I admit; breaking up sucks and it’s a royal pain in the arse. Suddenly hopes and dreams that were pinned on the relationship have to get squashed and there is a whole load of white space where, in your mind, and sometimes in both, there were plans.
But breaking up is one of those sh*tty, horrible things that almost all of us have to go through unless we stick with the very first person that we get with.
Whilst they can be unpleasant, break ups do have to happen and yet, I’m starting to think that the modern world is full of people that don’t like to have an ending, so they just don’t.
Men that like to keep things ambiguous, just in case they decide that they might want her to break him off a piece of sex. Men also hate looking like bastards by uttering the words so instead they act like bastards so that women get the message.
Women who are so blinded by the idea of being with him or so entrenched in fear that the idea of letting go, even if he’s the biggest bastard on earth and she’s shed more tears than she cares to remember, she’ll still spend her life holding out hope.
It’s no wonder so many of us are feeling like our relationships are driving us cuckoo.
If it was down to the men that I have dated in my past, the great majority of them would still be in my life now, talking complete poo, and delivering …nothing.
The reason why I am broken up with these assclowns is because I cut the cord and got on with my life. Some were easier than others but it’s no different to repeatedly putting your hand in the fire – At some point, surely you have to realise that you’re having the crap burnt out of you and stop repeating the same behaviour?
That is of course unless you prefer the feeling of third degree burns on your hand to the uncertainty of unfamiliar territory.
Even though I’m only 30, I sense that there is something very different about breaking up in this century than in previous times. I think that modern dating has us in an options wide open mentality and with emotional unavailability and commitment issues so prevalent, both men and women can’t commit to breaking up, but can’t commit to a relationship either.
We’re commitment shy. Afraid of making the wrong decisions so making no decisions. We’re afraid of being in charge, responsible, accountable, and it’s a hell of a lot easier to blame it on a crap dating pool.
But to be fair to women, many are looking for answers and making genuine, concerted efforts to change.
But sometimes I wonder if we are over complicating things. Can’t we just break up like they did in ‘olden times’ before online dating, speed dating, booty calls, and f*ck buddies?
Can’t we just break up?
Your thoughts?

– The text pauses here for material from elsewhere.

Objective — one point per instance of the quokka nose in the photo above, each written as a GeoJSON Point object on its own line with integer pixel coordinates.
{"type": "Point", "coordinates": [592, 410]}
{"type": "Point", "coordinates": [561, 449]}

Why can’t we break up?
If you can’t break, won’t break and want to understand your behaviour, check out my new ebook Mr Unavailable and the Fallback Girl. Find out more and download.
Why can’t I break-up? I did physically but not emotionally. I don’t know why is it so hard. The guy was a bastard.
I’ve been doing a lot of work on this (1 year) and reading everything I can get my hands on. Books about relationships and how men think ad nauseam. I am stuck because I did not want to end things. The situation wasn’t good and I knew I had to…. but I didn’t WANT to. Maybe I’m a victim of my own wishful thinking or having low expectations. Weirdest is that a lot of men like me – I just don’t like them. When I’m out with a guy and thinking “I’d rather be home alone watching CNN” then I don’t continue seeing him.
The EUM was the first man in a long time that really turned me on. Exciting, confident, proud, arrogant, braggart and sexy as hell. He’s really a snake but I still have an intense physical desire for him. He’s a dawg and chases every woman that crosses his path and that is why I left. It wasn’t because of how I felt about him but that I was being made a fool off… wasn’t being treated with respect… no trust… no REAL relationship. For him it was just fun – for me it was a seed that I hoped would grow into something beautiful. Turned out to be a thorn though.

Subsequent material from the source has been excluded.